0
votes

I am attempting to run a spark application on aws emr in client mode. I have setup a bootstrap action to import needed files and the jar from s3, and I have a step to run a single spark job.

However when the step executes, the jar I have imported isn't found. Here is the stderr output:

19/12/01 13:42:05 WARN DependencyUtils: Local jar /mnt/var/lib/hadoop/steps/s-2HLX7KPZCA07B/~/myApplicationDirectory does not exist, skipping.

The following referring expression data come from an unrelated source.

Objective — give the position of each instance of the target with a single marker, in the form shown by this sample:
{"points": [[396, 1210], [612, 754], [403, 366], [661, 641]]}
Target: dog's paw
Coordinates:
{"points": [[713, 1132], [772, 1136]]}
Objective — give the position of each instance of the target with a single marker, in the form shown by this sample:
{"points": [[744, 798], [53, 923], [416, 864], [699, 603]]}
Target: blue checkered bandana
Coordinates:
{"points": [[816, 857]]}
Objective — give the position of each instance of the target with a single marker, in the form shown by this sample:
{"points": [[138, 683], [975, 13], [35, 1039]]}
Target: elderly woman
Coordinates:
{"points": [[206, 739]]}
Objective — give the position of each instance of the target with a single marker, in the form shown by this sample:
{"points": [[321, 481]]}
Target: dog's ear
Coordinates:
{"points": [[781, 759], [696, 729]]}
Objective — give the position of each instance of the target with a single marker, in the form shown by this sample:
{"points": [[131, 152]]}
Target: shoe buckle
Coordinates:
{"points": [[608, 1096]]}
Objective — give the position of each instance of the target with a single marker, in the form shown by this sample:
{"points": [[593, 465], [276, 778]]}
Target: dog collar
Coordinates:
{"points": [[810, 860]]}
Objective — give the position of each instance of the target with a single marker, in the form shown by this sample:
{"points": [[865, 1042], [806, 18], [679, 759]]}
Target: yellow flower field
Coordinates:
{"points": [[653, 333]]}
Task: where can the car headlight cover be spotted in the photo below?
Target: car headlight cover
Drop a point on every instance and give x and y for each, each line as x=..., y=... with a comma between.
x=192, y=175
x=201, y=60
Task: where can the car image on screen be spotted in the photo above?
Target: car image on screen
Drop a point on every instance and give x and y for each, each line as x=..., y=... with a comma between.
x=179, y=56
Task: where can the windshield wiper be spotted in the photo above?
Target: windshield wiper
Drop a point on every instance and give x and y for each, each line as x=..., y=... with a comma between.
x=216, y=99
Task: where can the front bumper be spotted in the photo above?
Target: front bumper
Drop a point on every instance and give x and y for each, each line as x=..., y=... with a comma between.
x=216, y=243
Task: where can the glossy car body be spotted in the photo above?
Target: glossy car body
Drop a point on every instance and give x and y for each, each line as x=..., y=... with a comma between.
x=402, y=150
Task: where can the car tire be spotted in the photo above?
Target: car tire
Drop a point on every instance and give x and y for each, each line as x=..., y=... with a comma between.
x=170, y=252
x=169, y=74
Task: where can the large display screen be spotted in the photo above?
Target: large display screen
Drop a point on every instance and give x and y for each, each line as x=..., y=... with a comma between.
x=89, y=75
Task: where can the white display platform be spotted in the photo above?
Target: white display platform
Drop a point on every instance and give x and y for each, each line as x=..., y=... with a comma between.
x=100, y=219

I am able to successfully import the jar and other needed files for the application from my s3 bucket to the master instance, I simply import them to home/ec2-user/myApplicationDirectory/myJar.jar via a bootstrap action.

However I don't understand why the step is looking for the jar at mnt/var/lib/hadoop/...etc.

here are the relevant parts of the cli configuration:

--steps '[{"Args":["spark-submit",
"--deploy-mode","client",
"--num-executors","1",
“--driver-java-options","-Xss4M",
"--conf","spark.driver.maxResultSize=20g",
"--class”,”myApplicationClass”,
“~/myApplicationDirectory”,
“myJar.jar",
…
   application specific arguments and paths to folders here 
…],
”Type":"CUSTOM_JAR",

thanks for any help,

1

1 Answers

0
votes

It looks like it doesn't understand the ~ as referring to the home directory. Try changing "~/myApplicationDirectory" to "/home/ec2-user/myApplicationDirectory".


A little warning: in the sample in your question, straight quotation marks " are mixed with "smart" ones . Make sure the "smart" quotation marks don't end up in your configuration file, or you will get very confusing error messages.